Joint à son domicile, le président du Centre de santé mentale communautaire de Gaza, le Dr Eyad Sarraj, a décrit Gaza comme «une ville fantôme».

«Les gens sont terrifiés, il n'y a plus personne dans les rues, dit-il. Les vitres de la majorité des bâtiments ont éclaté en raison de la force des frappes. C'est l'hiver et il n'y a plus d'électricité, donc tout le monde gèle.»

«Ma clinique a été bombardée et j'ai trop peur de sortir, ajoute-t-il. Je n'ai aucun moyen de m'enquérir de l'état de mes patients.»

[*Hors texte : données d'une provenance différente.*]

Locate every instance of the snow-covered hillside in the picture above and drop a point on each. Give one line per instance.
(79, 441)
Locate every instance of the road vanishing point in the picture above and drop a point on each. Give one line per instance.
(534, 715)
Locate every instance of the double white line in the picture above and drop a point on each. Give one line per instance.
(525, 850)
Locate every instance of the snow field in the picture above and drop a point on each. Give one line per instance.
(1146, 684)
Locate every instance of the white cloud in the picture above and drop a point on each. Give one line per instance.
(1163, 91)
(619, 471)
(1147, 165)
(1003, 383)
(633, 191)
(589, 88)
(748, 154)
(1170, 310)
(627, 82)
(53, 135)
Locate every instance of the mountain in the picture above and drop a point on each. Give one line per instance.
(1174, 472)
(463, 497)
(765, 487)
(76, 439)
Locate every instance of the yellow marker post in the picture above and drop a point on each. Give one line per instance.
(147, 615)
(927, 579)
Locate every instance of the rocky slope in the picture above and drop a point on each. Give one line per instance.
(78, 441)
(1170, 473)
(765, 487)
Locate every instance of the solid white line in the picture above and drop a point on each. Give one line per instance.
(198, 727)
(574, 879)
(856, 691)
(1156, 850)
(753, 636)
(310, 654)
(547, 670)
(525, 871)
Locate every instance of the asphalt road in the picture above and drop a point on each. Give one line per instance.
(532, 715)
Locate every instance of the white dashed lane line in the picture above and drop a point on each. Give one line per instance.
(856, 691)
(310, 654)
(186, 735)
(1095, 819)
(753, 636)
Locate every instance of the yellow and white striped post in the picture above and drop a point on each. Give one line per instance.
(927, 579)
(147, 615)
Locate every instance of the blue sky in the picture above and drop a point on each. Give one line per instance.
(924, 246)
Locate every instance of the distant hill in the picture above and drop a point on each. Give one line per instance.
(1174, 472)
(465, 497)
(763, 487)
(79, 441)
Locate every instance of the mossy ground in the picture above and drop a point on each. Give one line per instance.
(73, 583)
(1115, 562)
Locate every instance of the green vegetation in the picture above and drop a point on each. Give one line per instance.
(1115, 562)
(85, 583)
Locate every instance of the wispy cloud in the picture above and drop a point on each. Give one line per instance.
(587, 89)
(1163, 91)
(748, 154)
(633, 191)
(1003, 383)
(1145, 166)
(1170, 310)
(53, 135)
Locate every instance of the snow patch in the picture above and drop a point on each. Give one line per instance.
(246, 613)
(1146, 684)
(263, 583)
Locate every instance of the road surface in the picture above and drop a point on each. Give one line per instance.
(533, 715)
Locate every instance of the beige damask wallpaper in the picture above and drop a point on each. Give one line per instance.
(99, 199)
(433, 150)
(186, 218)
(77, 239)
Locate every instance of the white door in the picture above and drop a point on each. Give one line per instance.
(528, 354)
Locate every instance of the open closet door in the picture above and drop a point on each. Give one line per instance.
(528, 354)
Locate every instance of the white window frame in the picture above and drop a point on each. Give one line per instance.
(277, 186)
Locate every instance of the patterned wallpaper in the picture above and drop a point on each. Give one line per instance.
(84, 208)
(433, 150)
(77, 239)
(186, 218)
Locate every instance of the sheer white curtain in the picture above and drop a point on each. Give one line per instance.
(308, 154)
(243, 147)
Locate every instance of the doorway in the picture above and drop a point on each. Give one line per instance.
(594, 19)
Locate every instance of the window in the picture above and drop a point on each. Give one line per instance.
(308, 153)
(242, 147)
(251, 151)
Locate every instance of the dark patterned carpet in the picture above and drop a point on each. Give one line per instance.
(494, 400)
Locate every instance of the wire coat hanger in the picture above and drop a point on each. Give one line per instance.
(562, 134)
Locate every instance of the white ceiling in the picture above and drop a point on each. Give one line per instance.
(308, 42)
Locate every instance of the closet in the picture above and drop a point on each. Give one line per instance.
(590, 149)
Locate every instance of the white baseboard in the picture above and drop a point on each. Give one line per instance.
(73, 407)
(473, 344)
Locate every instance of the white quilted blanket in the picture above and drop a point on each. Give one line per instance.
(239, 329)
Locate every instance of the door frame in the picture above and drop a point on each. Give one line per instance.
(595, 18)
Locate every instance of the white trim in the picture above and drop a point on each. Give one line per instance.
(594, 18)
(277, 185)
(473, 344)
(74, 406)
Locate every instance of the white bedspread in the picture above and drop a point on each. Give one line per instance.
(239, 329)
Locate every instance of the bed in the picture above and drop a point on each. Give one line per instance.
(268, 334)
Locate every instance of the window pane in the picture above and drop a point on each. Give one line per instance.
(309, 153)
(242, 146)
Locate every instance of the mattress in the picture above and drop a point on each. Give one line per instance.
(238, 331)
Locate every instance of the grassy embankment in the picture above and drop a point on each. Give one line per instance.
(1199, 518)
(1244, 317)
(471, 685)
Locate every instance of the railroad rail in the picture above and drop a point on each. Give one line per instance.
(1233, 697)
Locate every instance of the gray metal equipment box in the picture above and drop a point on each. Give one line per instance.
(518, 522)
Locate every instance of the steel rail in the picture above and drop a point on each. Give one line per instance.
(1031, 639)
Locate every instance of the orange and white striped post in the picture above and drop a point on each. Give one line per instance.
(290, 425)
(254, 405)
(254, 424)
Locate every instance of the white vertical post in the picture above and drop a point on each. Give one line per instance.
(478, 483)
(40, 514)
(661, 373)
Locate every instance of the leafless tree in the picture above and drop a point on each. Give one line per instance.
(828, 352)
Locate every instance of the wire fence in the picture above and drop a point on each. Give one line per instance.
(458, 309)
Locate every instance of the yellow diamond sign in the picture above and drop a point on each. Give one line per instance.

Selon le Dr Eyad Sarraj, le prix de la nourriture a augmenté d'environ 30 % dans la dernière semaine.

Malgré les bilans alarmants dressés par l'ONU et des organismes comme Oxfam, Amnistie internationale et Care, la ministre des affaires étrangères, Tzipi Livni, a affirmé jeudi à Paris qu'il n'y avait pas de crise humaine à Gaza.

Dans un communiqué, le ministère des Affaires étrangères a également ajouté que 335 camions d'aide humanitaire (7800 tonnes) avaient été livrés depuis le début du conflit.

«Tant que la violence ne cesse pas, il est extrêmement difficile d'apporter des vivres aux gens qui en ont besoin, a toutefois souligné le coordonnateur humanitaire de l'ONU, Maxwell Gaylard. Nous ne pouvons déterminer où sont les besoins prioritaires et il est trop dangereux pour les habitants de quitter leur maison.»